With a continued shift towards mandatory sustainability reporting, GRI is supporting global policymakers with an initial set of three new guidance documents. Covering double materiality, due diligence, and the Corporate Sustainability Reporting Directive (CSRD), each publication emphasizes the pertinence of the topic and the significant role played by the globally adopted GRI Standards in helping address them:
- Double materiality: The interconnectedness of a company’s impacts on society and the environment with its financial performance. GRI reporting prepares companies for double materiality, given impacts are the basis for determining associated financial risks and opportunities.

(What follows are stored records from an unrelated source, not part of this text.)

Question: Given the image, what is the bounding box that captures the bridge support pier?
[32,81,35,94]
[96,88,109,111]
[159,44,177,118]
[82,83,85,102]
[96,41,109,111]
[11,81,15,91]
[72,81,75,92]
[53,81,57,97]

- Due diligence: How a business prevents, mitigates and accounts for its impacts. Due diligence is integrated into the GRI Standards, with reporting requirements that are aligned with authoritative intergovernmental instruments.
- CSRD: The benefits for policymakers in harmonizing their sustainability disclosure regulations with the EU. The GRI Standards are closely aligned with the new European Sustainability Reporting Standards (ESRS), with collaboration continuing to ensure they remain so in the future.
In effect since January 2023, the CSRD introduces mandatory sustainability reporting for around 50,000 European companies – while from 2024, non-EU companies listed in EU regulated markets must also report. These developments highlight the importance of achieving alignment between sustainability reporting policies set by different jurisdictions, as supported by interoperability with the GRI Standards.
Peter Paul van de Wijs, Chief Policy Officer at GRI, said: “As the momentum builds towards more transparency around corporate behavior, alongside demands for globally comparable data, GRI is seeking to address policymakers’ questions on how mandatory sustainability reporting can help them tackle challenges in their jurisdictions. Our new publications – the first in a new series – address critical themes related to effective corporate disclosure and signal the importance of policy alignment on a global scale. The GRI Standards are already widely used by major companies around the world and are ideally placed to facilitate robust reporting practices based on the principles of due diligence and double materiality. As demonstrated by our role as co-constructors with EFRAG of the ESRS, and collaboration with the ISSB, GRI is a catalyst for corporate transparency and accountability.”